When a local governmental entity is the subject of a section 1983 suit, the plaintiff bears an additional burden. To establish the liability of a city or county under section 1983, the plaintiff must show that the constitutional deprivation resulted from a custom, policy, or practice of the municipality. Monell v. Dept. of Social Servs., 436 U.S. 658, 694, 98 S.Ct. 2018, 2037, 56 L.Ed.2d 611 (1978); Bradberry v. Pinellas County, 789 F.2d 1513, 1515 (11th Cir.1986). Moreover, proof of a single, isolated incident of unconstitutional activity generally is not sufficient to impose municipal liability under Monell. City of Oklahoma City, 471 U.S. at 823-24, 105 S.Ct. at 2436; Anderson v.
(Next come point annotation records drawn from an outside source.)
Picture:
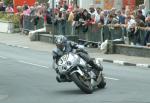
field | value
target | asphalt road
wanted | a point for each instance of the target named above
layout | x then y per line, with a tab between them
26	76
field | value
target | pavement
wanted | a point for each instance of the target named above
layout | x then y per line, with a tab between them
23	41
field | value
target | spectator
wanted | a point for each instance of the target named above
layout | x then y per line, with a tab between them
147	21
141	16
26	10
2	8
65	6
62	21
70	6
133	33
120	17
112	20
9	9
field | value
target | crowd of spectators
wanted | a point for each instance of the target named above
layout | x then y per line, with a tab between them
79	17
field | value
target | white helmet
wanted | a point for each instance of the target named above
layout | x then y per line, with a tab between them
60	39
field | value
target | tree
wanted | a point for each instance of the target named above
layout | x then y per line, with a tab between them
6	2
42	1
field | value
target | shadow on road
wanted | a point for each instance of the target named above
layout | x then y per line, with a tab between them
69	92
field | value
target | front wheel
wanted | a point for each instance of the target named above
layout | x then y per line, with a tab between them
82	83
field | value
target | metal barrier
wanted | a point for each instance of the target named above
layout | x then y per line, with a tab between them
29	23
95	35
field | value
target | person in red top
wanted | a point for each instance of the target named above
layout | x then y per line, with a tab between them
9	9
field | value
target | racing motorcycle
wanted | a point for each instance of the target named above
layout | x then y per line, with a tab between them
71	67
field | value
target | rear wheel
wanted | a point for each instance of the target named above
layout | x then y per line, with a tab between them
82	83
102	84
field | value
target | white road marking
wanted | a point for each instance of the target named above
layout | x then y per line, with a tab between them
2	97
142	65
34	64
3	57
111	78
118	62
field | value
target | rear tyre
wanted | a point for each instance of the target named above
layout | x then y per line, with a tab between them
87	88
102	84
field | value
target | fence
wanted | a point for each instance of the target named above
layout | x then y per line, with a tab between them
94	34
32	22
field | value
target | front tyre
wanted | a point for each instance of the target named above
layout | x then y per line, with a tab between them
83	84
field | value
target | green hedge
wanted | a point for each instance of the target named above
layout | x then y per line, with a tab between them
10	17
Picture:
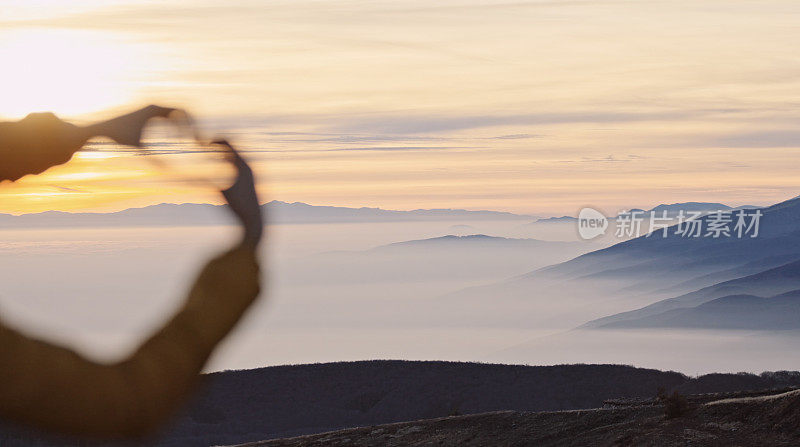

City of Atlanta, 778 F.2d 678, 685 (11th Cir.1985).

The arguments and briefs both in this court and in the district court have focused primarily on the dispute as to whether the plaintiffs have made a sufficient showing that the alleged custom or practice in fact exists. The plaintiffs' arguments on appeal regarding discovery, the amendment of their complaint, and the sufficiency of their affidavits all relate to the issue of the existence of the allegedly unlawful policy. Similarly, the defendants' arguments relate to whether the plaintiffs' evidence is sufficient to establish such a policy, and, if so, whether the individual defendants can avail themselves of a qualified immunity defense. It seems that both parties, as well as the district court, have assumed that the alleged policy violates a cognizable constitutional right, which the plaintiffs characterize as their right to the provision of essential medical treatment and services by the County. 3 However, because section 1983 provides a remedy only for violations of rights secured by the Constitution or federal laws, the proper resolution of this case requires us first to determine whether the Constitution grants a right to medical care and treatment in these circumstances.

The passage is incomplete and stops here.